In the mid-to-late 1800’s, Victorian-Boston times, there was a name—actually, it was a club!—for these busybody-fun-sucking-fanatics of Puritan vintage: The New England Society For The Suppression Of Vice. Public shaming, so popular presently on Twitter and in the media, was always close to a Puritan heart, and it was no different with the Victorian moralizers. When they couldn’t get the law on their side—and in those days the legal authorities were often on-the-take with Boston’s hundreds of saloons and houses of ill repute—they resorted to destroying public reputations. Except, in true Puritan fashion, when it was one of their own. And so it was in late-Victorian Boston when all the rage among the daughters of prominent Bostonians was to have their photos taken in the nude. Word got out, and Boston’s prudishness became the butt of national jokes (think John Oliver in a stove-pipe hat) as the photos were never published nor the daughters humiliated, jailed, or otherwise taken-to-task by their Puritanical mothers and fathers (as poorer women often were for lesser perceived offenses).
What’s a modern Boston man to make of this history? Like most moments of national moralizing, this too, shall pass and probably in max-hypocritical fashion. For now, however, the buckled-shoe is ostensibly on a female foot (it’s naïve to think it’s not always a coequal affair, but that’s an argument for another time), and having rooted out brothels, gambling halls, most drugs, and “intemperate” drinking, the moralizers are coming for your perceived untoward actions and, more concerning, any evidence of improper thinking. You pig!
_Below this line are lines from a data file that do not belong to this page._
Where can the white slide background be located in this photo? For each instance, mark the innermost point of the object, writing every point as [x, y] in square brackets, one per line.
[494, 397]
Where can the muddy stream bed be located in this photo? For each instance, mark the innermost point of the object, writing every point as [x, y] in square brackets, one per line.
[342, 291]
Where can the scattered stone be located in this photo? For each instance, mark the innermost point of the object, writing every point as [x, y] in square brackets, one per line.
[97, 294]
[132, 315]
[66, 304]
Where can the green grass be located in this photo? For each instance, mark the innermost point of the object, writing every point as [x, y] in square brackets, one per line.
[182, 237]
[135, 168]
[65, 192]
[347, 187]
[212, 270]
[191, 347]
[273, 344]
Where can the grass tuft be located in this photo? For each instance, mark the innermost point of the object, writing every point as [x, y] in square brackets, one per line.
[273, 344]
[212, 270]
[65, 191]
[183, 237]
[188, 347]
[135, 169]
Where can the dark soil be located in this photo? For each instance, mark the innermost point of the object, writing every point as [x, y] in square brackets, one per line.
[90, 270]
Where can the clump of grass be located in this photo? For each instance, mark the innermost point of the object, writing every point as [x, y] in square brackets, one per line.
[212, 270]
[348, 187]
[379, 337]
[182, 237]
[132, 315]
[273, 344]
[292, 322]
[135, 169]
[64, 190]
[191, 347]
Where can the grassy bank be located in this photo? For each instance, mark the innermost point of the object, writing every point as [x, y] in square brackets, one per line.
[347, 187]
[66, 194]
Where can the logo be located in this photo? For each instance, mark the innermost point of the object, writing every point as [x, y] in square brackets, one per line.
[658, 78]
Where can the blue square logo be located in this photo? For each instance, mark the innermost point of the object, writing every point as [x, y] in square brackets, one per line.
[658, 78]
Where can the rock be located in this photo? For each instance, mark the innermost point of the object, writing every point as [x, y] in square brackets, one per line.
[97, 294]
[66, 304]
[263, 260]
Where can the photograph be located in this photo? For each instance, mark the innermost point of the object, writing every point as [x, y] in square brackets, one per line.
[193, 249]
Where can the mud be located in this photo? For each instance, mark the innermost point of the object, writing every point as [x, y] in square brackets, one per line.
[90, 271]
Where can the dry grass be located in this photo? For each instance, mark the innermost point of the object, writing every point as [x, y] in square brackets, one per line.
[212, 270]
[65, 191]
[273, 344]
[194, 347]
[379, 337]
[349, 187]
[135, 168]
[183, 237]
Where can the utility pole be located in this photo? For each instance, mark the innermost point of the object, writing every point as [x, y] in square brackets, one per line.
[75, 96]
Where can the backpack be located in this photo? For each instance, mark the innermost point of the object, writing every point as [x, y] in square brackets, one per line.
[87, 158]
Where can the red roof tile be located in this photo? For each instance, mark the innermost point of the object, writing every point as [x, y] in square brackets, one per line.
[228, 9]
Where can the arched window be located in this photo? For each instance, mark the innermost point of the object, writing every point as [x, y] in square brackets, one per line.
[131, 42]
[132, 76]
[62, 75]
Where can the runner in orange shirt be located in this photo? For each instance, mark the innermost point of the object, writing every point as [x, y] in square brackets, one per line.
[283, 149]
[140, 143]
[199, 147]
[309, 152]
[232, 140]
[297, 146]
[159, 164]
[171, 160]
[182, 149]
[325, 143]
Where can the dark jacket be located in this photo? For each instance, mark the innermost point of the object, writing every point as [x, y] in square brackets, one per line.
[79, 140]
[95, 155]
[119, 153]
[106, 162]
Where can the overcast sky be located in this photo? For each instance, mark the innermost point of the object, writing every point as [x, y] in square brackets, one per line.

In the meantime, remember the Puritans, and carry a consent form for public flirting. What? You’ve never seen that sort of chivalry in a Rom-Com?
John Maden has been opining on regional and national politics since before the Big Dig. John developed an allergy to red tape after returning from the Peace Corps and completing a Masters in Public Policy, and he’s spent the last decade in operations management for Boston start-ups.